Não dá para dizer que a década de 2000 foi carente de superfranquias pop. Ao lado do rapaz com raio testa, tivemos a ascensão meteórica dos heróis da Marvel, dos Transformers, “Senhor dos Aneis”, a nova trilogia de “Star Wars” e o maior rival de Harry, a saga vampiresca teen “Crepúsculo”. Que por uma coincidência daquelas, também estará se encerrando nos cinemas neste ano e ainda foi estrelada por Robert Pattinson, revelado no quarto filme de Potter, “O Cálice de Fogo”.
Mas de todas as franquias citadas, apenas “Harry Potter” e “Crepúsculo” são conceitos surgidos há menos de 20 anos. Enquanto os blockbusters concorrentes têm como público-alvo adultos saudosistas, “HP” e “Crepúsculo” foram os exemplos mais recentes de zeitgeist – espírito de uma época – que a cultura pop já pariu.

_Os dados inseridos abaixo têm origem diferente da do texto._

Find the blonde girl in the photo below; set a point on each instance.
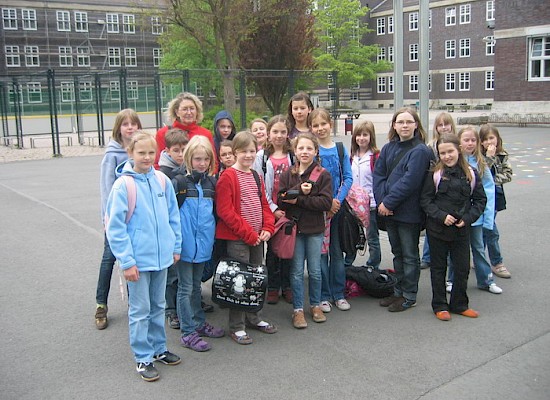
(501, 169)
(126, 124)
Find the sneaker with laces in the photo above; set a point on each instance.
(147, 371)
(195, 342)
(101, 321)
(501, 271)
(167, 358)
(402, 305)
(342, 305)
(173, 321)
(299, 320)
(210, 331)
(325, 306)
(317, 314)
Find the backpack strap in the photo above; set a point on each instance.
(437, 179)
(132, 192)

Ainda que bruxos e vampiros não sejam novidade há tempos, as sacadas de Rowling e Stephanie Meyer – qualquer dia escrevo mais sobre a saga dos vampiros sensíveis – para reembalar esses mitos modernos para os jovens é louvável, e não apenas do ponto de vista mercadológico.
A dona de Hogwarts teve um cuidado com sua criação que poucos têm. Seu contrato para levar Harry Potter ao cinema lhe dava poder de decisão criativa, e nisso exigiu que todos os filmes fossem filmados e ambientados na Inglaterra, com elenco completamente britânico. Acompanhou a elaboração de todos os roteiros para assegurar que os filmes mantivessem o mínimo necessário da história original dos livros. Foi ainda uma das responsáveis pela escolha dos atores que fariam Harry Potter, Hermione Granger e Ron Weasley.

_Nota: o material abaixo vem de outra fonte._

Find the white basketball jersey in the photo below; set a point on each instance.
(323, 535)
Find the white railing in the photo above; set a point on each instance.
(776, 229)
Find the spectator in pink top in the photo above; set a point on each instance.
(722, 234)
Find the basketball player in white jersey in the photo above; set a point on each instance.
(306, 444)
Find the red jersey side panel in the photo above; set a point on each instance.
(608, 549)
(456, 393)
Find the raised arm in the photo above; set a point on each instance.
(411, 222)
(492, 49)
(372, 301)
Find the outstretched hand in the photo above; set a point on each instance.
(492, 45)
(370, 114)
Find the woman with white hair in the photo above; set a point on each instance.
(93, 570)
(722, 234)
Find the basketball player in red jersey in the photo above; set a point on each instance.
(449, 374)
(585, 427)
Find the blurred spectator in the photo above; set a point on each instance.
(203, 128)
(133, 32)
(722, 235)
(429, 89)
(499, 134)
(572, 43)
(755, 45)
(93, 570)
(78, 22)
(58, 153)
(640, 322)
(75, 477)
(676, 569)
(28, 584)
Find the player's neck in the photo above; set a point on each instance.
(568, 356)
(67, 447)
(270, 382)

Por tudo que foi dito neste texto, concluo dizendo que Joanne Rowling, Daniel Radcliffe, Emma Watson, Rupert Grint, Alan Rickman e até mesmo a Warner Bros. têm muito do que se orgulhar de Harry Potter. Toda geração precisa de exemplos e heróis. E nos anos 2000 não teve pra ninguém: a timidez de Harry, a inteligência de Hermione e o destrambelho de Ron são a seu modo os Luke, Leia e Han da década. Se meus filhos (que um dia terei) gostassem e se inspirassem neles, eu me sentiria tranquilo como pai.
Mesmo que Rowling volte a escrever histórias sobre Potter, como vem sugerindo, todo um ciclo se fechou aqui. E assim como já deixou na literatura, o jovem mago deixará na indústria do cinema um vácuo que poderá levar um bom tempo para ser preenchido.